I've also reached some decisions about "how" I will grow old, if I get to grow old. I turned fifty on my last birthday, the day after Princess Diana's funeral. Andrew was insistent that we celebrate, no matter what; we both thought I'd never even make fifty years old. But there I was. I'm wrinkling along with the rest of them, and frankly, I don't care if I develop the face of a shar-pei, and my boobs hit the floor. I'm happy to age with my body. I already have a gallery of scars, and I have no wish to add to the collection.
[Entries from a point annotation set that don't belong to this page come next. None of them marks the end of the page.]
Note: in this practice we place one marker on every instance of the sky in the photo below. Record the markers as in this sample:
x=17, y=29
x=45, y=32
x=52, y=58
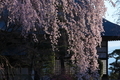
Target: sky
x=112, y=17
x=111, y=11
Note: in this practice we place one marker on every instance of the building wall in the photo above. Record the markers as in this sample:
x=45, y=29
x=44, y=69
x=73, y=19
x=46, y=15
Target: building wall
x=102, y=52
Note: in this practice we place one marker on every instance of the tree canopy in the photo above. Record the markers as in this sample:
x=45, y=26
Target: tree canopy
x=82, y=20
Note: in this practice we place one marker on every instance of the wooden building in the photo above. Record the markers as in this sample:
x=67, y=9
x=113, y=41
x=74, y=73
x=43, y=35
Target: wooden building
x=112, y=33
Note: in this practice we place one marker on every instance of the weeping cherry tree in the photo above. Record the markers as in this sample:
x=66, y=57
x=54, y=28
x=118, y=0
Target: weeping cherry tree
x=82, y=20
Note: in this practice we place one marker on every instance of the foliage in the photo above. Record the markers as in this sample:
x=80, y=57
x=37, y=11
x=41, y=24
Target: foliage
x=115, y=66
x=82, y=20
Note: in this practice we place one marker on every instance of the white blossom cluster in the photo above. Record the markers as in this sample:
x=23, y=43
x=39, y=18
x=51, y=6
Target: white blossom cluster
x=82, y=19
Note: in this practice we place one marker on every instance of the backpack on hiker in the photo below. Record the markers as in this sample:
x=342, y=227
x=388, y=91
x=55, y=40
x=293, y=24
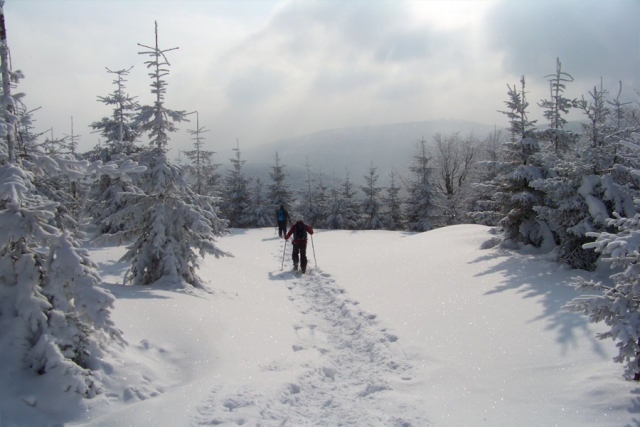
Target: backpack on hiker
x=300, y=232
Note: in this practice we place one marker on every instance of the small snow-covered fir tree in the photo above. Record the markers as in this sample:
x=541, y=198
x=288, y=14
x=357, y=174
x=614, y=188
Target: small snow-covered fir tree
x=201, y=171
x=259, y=212
x=392, y=205
x=489, y=167
x=372, y=217
x=120, y=133
x=336, y=206
x=350, y=213
x=236, y=190
x=167, y=221
x=454, y=161
x=555, y=110
x=59, y=320
x=420, y=204
x=310, y=202
x=279, y=191
x=513, y=198
x=618, y=304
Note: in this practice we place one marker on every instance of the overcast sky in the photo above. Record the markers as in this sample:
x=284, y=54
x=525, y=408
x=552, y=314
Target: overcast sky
x=270, y=69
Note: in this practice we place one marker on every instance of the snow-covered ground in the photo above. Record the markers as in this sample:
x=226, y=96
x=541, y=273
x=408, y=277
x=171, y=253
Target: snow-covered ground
x=389, y=329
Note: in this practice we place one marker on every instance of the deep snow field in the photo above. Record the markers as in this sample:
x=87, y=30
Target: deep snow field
x=388, y=329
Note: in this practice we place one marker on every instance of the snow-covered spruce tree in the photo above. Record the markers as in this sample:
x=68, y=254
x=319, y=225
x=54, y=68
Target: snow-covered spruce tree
x=168, y=220
x=555, y=110
x=490, y=165
x=372, y=217
x=259, y=212
x=236, y=190
x=321, y=197
x=513, y=198
x=59, y=320
x=279, y=191
x=617, y=305
x=336, y=206
x=420, y=204
x=201, y=171
x=454, y=160
x=308, y=203
x=120, y=133
x=568, y=197
x=392, y=205
x=350, y=214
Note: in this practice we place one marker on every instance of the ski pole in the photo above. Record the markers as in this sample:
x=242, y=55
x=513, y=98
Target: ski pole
x=314, y=251
x=283, y=250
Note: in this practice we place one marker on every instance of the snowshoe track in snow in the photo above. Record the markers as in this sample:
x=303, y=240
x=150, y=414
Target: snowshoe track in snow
x=353, y=366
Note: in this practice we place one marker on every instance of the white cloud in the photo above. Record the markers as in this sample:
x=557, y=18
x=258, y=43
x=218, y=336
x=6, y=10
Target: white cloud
x=263, y=70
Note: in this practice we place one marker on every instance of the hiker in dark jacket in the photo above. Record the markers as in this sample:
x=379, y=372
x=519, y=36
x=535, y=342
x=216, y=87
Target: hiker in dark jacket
x=282, y=217
x=299, y=231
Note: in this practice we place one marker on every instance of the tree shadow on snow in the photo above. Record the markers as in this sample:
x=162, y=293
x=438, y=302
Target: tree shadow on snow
x=533, y=277
x=635, y=409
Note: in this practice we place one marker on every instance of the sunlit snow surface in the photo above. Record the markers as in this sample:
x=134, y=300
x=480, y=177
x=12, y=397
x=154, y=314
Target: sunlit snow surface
x=386, y=329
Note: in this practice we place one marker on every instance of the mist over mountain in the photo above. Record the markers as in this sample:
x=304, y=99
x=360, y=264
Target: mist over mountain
x=334, y=151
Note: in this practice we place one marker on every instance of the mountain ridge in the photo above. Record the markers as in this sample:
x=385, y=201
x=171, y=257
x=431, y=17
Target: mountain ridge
x=387, y=147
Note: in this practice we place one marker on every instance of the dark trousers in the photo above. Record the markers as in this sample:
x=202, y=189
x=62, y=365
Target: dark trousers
x=282, y=228
x=300, y=253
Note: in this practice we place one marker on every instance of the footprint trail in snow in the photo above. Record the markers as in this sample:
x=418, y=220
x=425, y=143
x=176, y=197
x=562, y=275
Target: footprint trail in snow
x=348, y=378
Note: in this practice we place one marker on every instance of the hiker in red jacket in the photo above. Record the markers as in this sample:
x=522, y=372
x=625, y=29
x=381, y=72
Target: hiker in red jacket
x=299, y=231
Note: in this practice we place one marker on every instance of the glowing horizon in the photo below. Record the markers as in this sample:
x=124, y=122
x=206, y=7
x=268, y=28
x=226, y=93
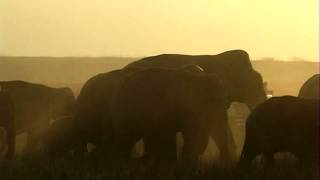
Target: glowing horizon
x=280, y=29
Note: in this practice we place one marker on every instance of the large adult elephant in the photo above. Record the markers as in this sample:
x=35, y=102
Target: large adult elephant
x=35, y=106
x=156, y=103
x=234, y=68
x=310, y=89
x=283, y=124
x=7, y=125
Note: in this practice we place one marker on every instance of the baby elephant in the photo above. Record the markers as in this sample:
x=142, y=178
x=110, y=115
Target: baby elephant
x=283, y=124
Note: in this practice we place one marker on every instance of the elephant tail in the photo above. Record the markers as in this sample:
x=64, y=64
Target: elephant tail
x=249, y=147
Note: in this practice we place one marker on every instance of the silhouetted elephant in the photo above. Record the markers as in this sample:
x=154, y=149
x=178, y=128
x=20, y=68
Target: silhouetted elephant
x=310, y=89
x=234, y=68
x=7, y=124
x=156, y=103
x=282, y=124
x=92, y=123
x=61, y=138
x=35, y=106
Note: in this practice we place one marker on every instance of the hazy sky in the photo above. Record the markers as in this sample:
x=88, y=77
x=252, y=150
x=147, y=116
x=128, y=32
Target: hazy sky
x=271, y=28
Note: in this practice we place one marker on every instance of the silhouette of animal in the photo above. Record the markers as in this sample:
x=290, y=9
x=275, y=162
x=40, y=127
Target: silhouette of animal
x=310, y=89
x=7, y=124
x=156, y=103
x=92, y=122
x=282, y=124
x=233, y=68
x=35, y=106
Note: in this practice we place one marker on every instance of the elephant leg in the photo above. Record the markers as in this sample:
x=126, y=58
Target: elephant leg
x=11, y=140
x=195, y=144
x=161, y=147
x=222, y=135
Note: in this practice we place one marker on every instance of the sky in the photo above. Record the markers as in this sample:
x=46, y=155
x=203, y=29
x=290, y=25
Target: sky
x=283, y=29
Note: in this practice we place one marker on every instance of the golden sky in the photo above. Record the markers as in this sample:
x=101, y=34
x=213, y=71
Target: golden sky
x=271, y=28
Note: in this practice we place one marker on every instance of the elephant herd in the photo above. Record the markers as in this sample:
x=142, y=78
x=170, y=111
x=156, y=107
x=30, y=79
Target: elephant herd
x=153, y=99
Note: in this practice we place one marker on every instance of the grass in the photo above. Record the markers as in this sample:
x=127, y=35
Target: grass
x=88, y=168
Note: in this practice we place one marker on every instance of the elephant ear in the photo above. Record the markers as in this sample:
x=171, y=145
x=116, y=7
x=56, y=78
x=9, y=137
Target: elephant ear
x=192, y=68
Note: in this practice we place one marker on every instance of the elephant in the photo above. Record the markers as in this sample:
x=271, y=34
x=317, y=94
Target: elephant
x=7, y=125
x=282, y=124
x=36, y=106
x=310, y=89
x=156, y=103
x=233, y=68
x=92, y=121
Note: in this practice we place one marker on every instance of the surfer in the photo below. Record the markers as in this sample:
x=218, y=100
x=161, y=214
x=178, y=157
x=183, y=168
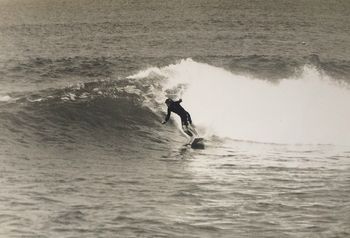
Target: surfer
x=186, y=121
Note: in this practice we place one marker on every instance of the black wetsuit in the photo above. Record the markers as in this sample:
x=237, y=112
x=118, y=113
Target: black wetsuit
x=179, y=110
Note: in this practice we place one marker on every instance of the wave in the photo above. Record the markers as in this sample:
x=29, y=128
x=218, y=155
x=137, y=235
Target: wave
x=308, y=107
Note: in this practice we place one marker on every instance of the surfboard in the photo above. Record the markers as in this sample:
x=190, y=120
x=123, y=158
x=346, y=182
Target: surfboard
x=198, y=143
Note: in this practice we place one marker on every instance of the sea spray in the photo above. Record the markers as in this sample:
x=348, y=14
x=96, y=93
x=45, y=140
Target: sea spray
x=308, y=108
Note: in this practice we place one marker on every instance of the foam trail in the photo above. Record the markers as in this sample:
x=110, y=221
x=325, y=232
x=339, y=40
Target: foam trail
x=309, y=108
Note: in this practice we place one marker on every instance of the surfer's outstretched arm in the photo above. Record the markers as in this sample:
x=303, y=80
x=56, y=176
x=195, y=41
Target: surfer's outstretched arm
x=167, y=117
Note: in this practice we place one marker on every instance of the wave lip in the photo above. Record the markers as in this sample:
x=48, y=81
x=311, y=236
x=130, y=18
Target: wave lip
x=307, y=108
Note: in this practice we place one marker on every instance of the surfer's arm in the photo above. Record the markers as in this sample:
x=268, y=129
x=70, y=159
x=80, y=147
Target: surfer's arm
x=167, y=117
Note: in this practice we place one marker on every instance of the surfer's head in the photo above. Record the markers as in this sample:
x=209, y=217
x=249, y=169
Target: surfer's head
x=168, y=101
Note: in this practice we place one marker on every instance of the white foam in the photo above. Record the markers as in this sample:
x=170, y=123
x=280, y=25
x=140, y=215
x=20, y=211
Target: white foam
x=5, y=98
x=308, y=108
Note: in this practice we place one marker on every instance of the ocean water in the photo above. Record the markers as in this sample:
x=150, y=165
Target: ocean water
x=82, y=149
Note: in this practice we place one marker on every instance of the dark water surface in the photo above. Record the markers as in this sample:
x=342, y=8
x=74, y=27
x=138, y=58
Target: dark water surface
x=82, y=150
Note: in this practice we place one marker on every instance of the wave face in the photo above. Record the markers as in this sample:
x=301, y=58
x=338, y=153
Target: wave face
x=113, y=115
x=308, y=107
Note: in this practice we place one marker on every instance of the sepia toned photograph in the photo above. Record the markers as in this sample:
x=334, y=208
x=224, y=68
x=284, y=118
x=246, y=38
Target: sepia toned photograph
x=174, y=118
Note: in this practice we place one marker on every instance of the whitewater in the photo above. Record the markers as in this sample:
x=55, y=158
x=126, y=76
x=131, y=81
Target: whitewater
x=83, y=152
x=308, y=108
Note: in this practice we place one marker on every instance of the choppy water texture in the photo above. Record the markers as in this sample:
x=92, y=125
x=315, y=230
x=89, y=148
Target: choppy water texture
x=83, y=152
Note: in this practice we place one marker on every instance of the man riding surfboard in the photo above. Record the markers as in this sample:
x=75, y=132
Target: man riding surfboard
x=186, y=121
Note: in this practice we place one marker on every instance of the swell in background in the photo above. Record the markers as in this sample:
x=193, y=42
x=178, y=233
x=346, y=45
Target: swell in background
x=308, y=107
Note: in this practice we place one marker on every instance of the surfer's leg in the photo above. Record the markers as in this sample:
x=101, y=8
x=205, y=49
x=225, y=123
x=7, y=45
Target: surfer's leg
x=190, y=126
x=188, y=132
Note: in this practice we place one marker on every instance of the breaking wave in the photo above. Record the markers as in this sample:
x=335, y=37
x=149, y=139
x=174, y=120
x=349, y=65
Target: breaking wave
x=308, y=108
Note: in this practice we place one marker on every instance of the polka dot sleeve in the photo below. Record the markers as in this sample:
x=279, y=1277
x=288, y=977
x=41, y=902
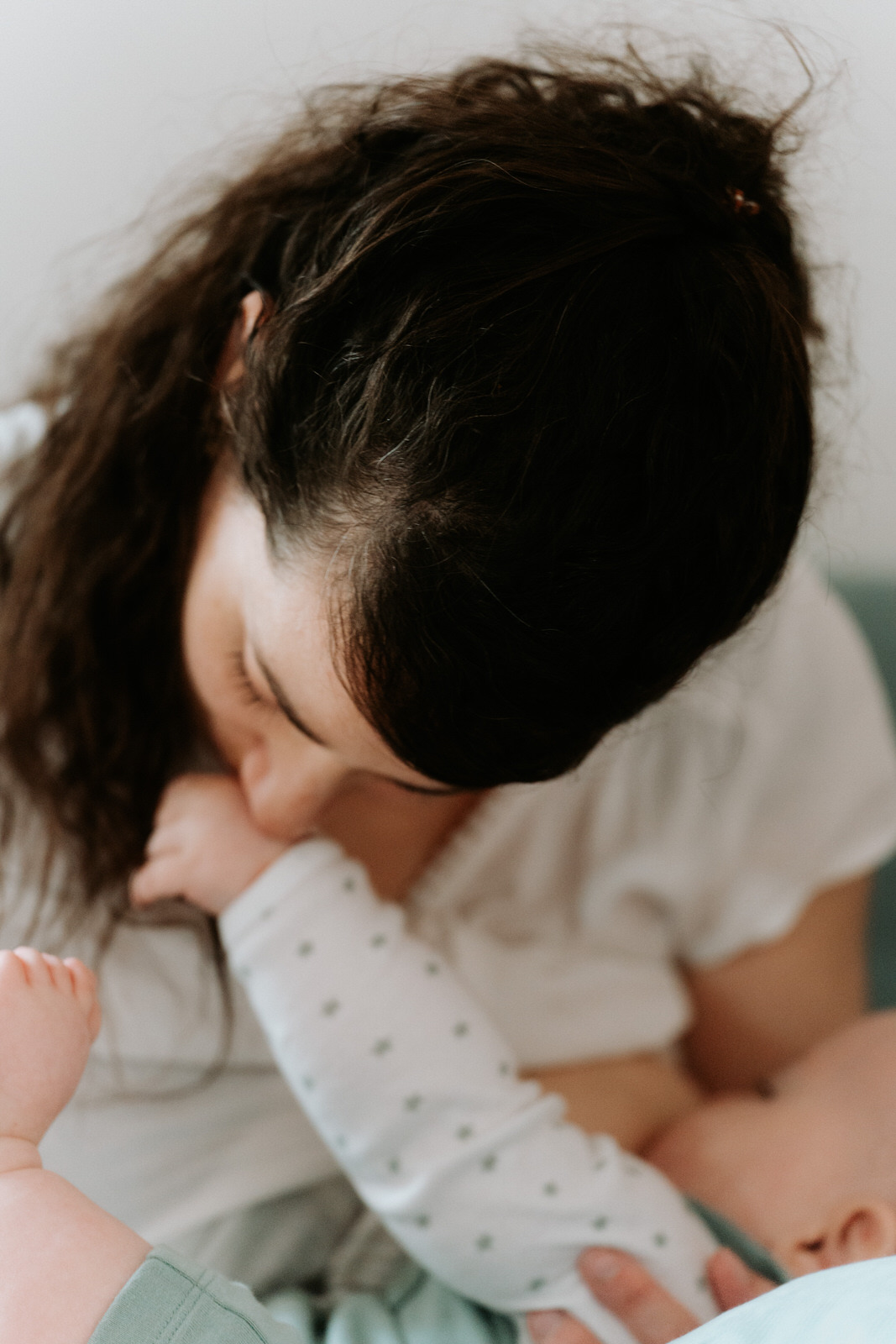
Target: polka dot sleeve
x=417, y=1095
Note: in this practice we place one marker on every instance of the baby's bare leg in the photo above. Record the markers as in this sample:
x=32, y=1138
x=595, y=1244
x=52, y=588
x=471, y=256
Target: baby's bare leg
x=63, y=1258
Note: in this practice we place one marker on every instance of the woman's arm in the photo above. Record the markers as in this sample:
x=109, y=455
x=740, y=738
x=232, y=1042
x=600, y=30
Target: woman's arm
x=761, y=1010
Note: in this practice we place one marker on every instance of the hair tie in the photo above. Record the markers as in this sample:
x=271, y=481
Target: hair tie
x=741, y=203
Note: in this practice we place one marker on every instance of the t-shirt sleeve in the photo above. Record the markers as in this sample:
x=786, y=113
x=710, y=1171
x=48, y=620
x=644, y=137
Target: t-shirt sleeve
x=804, y=790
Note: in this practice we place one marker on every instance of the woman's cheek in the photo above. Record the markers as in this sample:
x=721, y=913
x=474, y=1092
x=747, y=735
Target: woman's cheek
x=288, y=785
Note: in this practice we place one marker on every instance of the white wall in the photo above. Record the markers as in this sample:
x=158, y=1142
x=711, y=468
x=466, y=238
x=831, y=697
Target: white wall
x=107, y=105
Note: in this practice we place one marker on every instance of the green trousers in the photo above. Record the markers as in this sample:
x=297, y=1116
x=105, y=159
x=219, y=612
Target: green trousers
x=172, y=1301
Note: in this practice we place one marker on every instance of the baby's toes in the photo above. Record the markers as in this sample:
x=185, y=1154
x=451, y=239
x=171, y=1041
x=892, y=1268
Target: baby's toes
x=13, y=969
x=60, y=974
x=85, y=987
x=36, y=968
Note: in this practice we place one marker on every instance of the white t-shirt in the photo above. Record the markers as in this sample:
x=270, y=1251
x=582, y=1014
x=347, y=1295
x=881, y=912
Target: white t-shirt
x=696, y=831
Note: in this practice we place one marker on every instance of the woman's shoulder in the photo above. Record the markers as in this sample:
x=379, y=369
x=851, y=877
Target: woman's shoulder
x=22, y=428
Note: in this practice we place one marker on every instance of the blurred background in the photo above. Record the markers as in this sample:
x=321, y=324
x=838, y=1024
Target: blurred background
x=109, y=112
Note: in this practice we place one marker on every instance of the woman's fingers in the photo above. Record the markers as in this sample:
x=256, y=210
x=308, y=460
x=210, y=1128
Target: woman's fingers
x=625, y=1288
x=732, y=1283
x=558, y=1328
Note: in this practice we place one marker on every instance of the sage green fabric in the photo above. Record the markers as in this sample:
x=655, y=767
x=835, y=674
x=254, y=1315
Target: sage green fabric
x=174, y=1301
x=750, y=1252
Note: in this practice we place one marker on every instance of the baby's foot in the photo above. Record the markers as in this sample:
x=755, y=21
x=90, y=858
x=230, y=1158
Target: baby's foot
x=49, y=1019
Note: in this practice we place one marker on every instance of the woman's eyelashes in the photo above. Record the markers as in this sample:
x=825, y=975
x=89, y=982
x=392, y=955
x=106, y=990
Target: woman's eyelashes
x=242, y=680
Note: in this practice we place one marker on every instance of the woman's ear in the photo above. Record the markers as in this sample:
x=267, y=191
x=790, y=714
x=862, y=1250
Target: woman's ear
x=855, y=1231
x=253, y=312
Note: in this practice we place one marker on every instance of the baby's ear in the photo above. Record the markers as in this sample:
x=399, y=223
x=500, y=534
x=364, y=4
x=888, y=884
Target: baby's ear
x=859, y=1230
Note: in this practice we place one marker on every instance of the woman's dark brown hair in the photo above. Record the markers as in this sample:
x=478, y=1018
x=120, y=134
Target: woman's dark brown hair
x=531, y=355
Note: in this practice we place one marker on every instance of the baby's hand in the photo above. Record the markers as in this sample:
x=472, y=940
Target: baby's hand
x=204, y=847
x=49, y=1021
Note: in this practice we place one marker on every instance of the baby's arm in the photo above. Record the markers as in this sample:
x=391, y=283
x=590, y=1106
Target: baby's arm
x=63, y=1258
x=406, y=1079
x=417, y=1095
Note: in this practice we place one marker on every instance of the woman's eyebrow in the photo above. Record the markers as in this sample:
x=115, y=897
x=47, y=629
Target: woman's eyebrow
x=289, y=711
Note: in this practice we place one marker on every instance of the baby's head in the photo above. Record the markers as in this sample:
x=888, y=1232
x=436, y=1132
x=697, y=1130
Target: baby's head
x=808, y=1164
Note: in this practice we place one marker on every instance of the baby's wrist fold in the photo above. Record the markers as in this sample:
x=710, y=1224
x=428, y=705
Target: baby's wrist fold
x=18, y=1155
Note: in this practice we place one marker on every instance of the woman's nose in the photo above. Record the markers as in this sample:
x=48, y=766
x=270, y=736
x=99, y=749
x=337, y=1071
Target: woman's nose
x=285, y=792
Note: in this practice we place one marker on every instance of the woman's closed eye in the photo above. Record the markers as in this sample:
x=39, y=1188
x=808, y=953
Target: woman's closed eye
x=244, y=683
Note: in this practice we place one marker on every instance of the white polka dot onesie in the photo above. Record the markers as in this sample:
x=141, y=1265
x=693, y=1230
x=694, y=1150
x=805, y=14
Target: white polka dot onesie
x=473, y=1171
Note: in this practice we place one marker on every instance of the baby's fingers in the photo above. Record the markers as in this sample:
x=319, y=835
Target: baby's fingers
x=558, y=1328
x=625, y=1288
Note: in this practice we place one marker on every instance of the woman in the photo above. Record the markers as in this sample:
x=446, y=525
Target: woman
x=519, y=356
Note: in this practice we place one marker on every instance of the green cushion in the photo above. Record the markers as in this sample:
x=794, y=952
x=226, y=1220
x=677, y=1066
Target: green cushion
x=873, y=604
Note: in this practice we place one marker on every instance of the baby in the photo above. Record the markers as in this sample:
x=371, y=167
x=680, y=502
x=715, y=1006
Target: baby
x=473, y=1171
x=808, y=1167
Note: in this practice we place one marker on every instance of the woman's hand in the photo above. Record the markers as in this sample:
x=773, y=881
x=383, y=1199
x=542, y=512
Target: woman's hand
x=204, y=846
x=622, y=1285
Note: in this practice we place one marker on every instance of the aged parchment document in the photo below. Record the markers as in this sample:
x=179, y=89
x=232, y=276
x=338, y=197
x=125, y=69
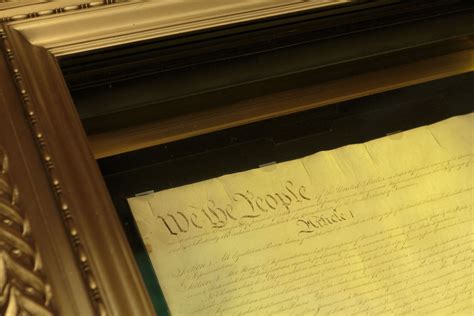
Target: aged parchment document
x=384, y=227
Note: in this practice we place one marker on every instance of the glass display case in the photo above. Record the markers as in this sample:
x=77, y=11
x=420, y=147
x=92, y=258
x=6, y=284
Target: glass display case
x=101, y=105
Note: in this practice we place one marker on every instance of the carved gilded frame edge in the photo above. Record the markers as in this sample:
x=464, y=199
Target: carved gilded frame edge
x=101, y=278
x=46, y=159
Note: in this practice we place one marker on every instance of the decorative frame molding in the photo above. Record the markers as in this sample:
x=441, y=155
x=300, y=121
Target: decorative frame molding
x=23, y=288
x=74, y=223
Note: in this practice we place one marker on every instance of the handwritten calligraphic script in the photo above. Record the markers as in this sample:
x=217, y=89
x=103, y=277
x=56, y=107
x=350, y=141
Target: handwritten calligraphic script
x=384, y=227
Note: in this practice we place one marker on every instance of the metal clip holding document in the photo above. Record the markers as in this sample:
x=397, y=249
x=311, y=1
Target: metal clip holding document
x=383, y=227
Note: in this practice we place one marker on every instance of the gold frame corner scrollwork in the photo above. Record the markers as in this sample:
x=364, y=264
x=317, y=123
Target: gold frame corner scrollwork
x=23, y=287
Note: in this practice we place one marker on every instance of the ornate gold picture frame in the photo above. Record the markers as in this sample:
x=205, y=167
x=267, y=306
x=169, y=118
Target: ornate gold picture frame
x=62, y=248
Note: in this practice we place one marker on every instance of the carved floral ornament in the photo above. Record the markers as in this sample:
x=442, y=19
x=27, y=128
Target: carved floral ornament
x=23, y=289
Whenever I have been in the hospital, many wonderful people have gone to their churches and temples to kneel and light candles and say prayers and direct healing white light to me. I was grateful for every bit of it. When I was having my BMT, one friend asked what she could do, and I suggested that she select a beautiful stone for her garden and think of me whenever she saw it. She went to a place in British Columbia where the Indians draw symbols on stones, and brought back one with a frog painted on it. The day she put it in the garden, a real frog came out of the woods to swim in her pool and leap around the stone. It returned every day to swim until I was "out of the woods" and feeling much better. When I had really improved, the frog went back to the forest and never came to swim again.

And that's all I'm trying to do now -- keep the frog in the forest.